Alert

FASB Proposes Accounting Alternative for Goodwill Impairment Triggering Events

On December 21, 2020, the Financial Accounting Standards Board (FASB) issued proposed Accounting Standards Update (ASU), Accounting Alternative for Evaluating Triggering Events.

The proposed ASU responds to concerns raised about the cost and complexity of private companies evaluating triggering events at an interim date and proposes an accounting alternative that would allow certain entities to evaluate goodwill impairment triggering events as of the annual reporting date only. The proposed accounting alternative would apply to private companies and not-for-profit entities that only report goodwill on an annual basis.

Comments on the proposed ASU are due January 20, 2021.

Background

Under current generally accepted accounting principles (GAAP), entities are required to monitor and evaluate goodwill impairment triggering events throughout the year. Goodwill must be tested for impairment when a triggering event occurs that indicates it’s more likely than not that the fair value of a reporting unit is less than it’s carrying value.

The triggering event analysis and resulting goodwill impairment test are required to be performed on the date the triggering event occurs without the use of hindsight or known changes to facts and circumstances after the triggering event date.

Key Provisions

The proposed ASU was issued to help alleviate the cost and complexity of applying the triggering event analysis and measuring the resulting impairment at an interim date for entities that only report annual GAAP-compliant financial statements.

The proposed accounting alternative is also intended to address concerns raised about the value and usefulness of evaluating a triggering event at an interim date for certain entities. Many stakeholders have expressed that an interim impairment may not provide meaningful information for entities that only report financial information on an annual basis because the facts and circumstances that led to the potential triggering event may change by the end of the annual reporting period.

These concerns have become more apparent due to economic uncertainty related to the COVID-19 pandemic. The proposed accounting alternative would be available on a permanent basis, however, and isn’t limited to the effects of the COVID-19 pandemic.

Proposed Accounting Alternative

The proposed accounting alternative would provide private companies and not-for-profit entities that only report goodwill—or accounts that would be affected by a goodwill impairment, such as retained earnings and net income—on an annual basis with an option to perform the identification and evaluation of a triggering event for goodwill impairment only as of their annual reporting date.

Entities that elect this alternative wouldn’t be required to monitor for goodwill impairment triggering events in interim periods and would instead evaluate the facts and circumstances as of year-end to determine whether it’s more likely than not that goodwill is impaired.

Under the proposed amendments, entities would be able to apply the proposed accounting alternative either separately from, or together with, the existing accounting alternatives for goodwill.

Scope

As proposed, the accounting alternative would apply to private companies and not-for-profit entities that only report goodwill on an annual basis.  

Entities would be precluded from applying the proposed accounting alternative if interim financial information, prepared in accordance with GAAP, is provided to users that includes goodwill or line items that would be affected by a goodwill impairment.

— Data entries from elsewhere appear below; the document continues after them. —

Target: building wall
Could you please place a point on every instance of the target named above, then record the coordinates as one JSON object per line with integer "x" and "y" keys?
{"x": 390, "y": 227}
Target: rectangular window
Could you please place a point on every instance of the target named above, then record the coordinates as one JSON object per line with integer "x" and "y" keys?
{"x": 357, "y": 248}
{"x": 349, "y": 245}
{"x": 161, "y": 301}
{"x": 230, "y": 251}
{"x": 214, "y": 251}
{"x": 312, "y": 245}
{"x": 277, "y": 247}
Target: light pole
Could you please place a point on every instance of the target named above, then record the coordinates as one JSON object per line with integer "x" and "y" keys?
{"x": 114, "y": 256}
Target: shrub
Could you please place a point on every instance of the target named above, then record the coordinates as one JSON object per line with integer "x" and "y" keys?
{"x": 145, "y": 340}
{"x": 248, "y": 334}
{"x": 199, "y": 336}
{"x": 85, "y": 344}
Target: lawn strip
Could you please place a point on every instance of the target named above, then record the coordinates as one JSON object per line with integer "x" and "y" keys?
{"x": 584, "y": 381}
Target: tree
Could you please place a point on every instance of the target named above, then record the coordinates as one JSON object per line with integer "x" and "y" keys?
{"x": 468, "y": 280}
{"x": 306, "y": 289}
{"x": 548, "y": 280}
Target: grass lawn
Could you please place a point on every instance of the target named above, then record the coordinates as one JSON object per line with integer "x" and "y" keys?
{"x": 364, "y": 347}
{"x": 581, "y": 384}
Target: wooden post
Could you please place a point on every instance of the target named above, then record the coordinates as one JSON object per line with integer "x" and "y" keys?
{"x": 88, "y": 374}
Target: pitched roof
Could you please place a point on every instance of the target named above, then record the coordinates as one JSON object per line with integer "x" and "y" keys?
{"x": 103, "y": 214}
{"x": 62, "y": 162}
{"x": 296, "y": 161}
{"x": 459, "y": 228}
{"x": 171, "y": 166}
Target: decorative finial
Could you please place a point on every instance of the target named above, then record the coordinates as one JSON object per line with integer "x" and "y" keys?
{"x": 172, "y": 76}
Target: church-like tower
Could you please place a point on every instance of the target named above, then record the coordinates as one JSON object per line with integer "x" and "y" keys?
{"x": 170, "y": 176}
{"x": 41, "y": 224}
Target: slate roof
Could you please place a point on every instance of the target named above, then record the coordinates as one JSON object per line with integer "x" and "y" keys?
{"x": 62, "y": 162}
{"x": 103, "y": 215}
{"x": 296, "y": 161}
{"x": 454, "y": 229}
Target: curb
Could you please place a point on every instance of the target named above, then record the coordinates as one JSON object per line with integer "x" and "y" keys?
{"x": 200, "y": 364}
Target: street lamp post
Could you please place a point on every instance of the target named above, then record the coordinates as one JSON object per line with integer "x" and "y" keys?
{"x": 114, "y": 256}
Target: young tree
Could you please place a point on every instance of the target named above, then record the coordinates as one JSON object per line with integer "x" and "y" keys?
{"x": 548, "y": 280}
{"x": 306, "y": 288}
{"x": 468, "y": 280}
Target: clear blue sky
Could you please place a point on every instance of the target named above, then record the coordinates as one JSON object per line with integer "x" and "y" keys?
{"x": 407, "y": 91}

The proposed accounting alternative would be limited to goodwill that is tested for impairment in accordance with Subtopic 350-20, Goodwill. The proposed accounting alternative wouldn’t apply to equity-method goodwill.

Entities would be prohibited from analogizing to the proposed accounting alternative for long-lived assets and other intangibles.

Effective Dates

The proposed accounting alternative would be effective for annual reporting periods beginning after December 15, 2019. Early adoption would be allowed for entities that haven’t yet issued financial statements or made their financial statements available to be issued as of the date the proposed accounting alternative is issued as a final ASU.